Even Hawk was less apparent when he was with Susan.

Tonight he was all in black. Suit, shirt, tie. I was even more daring in a blue blazer, tan slacks, a white oxford button-down shirt, and a maroon tie with tiny white dots in it.

"You the world's oldest preppie," Hawk said to me. "You got on wing-tipped cordovans?"

"Like hell," I said and stuck my foot out so he could check the loafers.

"Note the stunning little kiltie, as well as the hint of a tassel."

"Probably got an argyle gun," Hawk said.

"In a chino holster," I said. "With a little belt in the back."

Susan found her folder of pictures of Pearl and put them on the table in front of Hawk. He looked at them silently as Susan provided commentary.

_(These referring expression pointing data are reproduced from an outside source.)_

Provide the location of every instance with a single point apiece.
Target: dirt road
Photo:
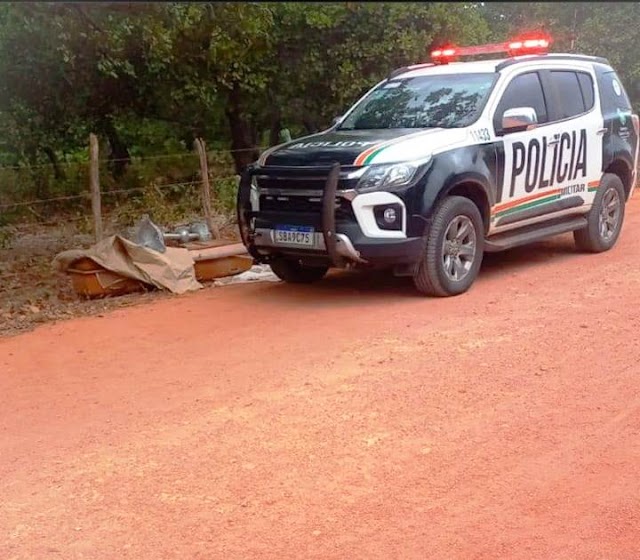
(347, 420)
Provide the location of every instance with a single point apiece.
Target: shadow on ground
(361, 287)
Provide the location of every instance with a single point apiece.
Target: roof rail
(551, 56)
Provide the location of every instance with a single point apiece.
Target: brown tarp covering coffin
(172, 270)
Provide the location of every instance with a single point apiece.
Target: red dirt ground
(346, 420)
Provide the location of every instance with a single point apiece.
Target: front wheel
(454, 249)
(604, 220)
(293, 272)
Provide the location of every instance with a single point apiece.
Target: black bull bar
(245, 213)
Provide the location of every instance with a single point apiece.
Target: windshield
(446, 100)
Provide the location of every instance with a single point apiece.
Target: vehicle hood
(362, 147)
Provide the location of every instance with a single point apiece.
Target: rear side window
(612, 93)
(586, 86)
(524, 90)
(568, 88)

"There she is her first day with us," Susan said. "And there she is with her ball. There she is on the bed with himself."

Hawk looked at me. "A dog?" he said.

I shrugged. "I like dogs," I said.

Hawk nodded. "Sure you do. Known that long as I've known you."

We were silent for a moment, looking at the menu. The waiter appeared. We ordered. The waiter departed.

"How long have you known him?" Susan said to Hawk.

Hawk grinned. "You remember?" he said to me.

"Shouldn't smile like that," I said. "Spoils the monochromatic look."

"Whites of my eyes a problem there, too," Hawk said.

"Do you remember?" Susan said to me.

"Sure. We were fighting a prelim at the Arena."

"We on the card so early, the ushers still dusting off the seats," Hawk said.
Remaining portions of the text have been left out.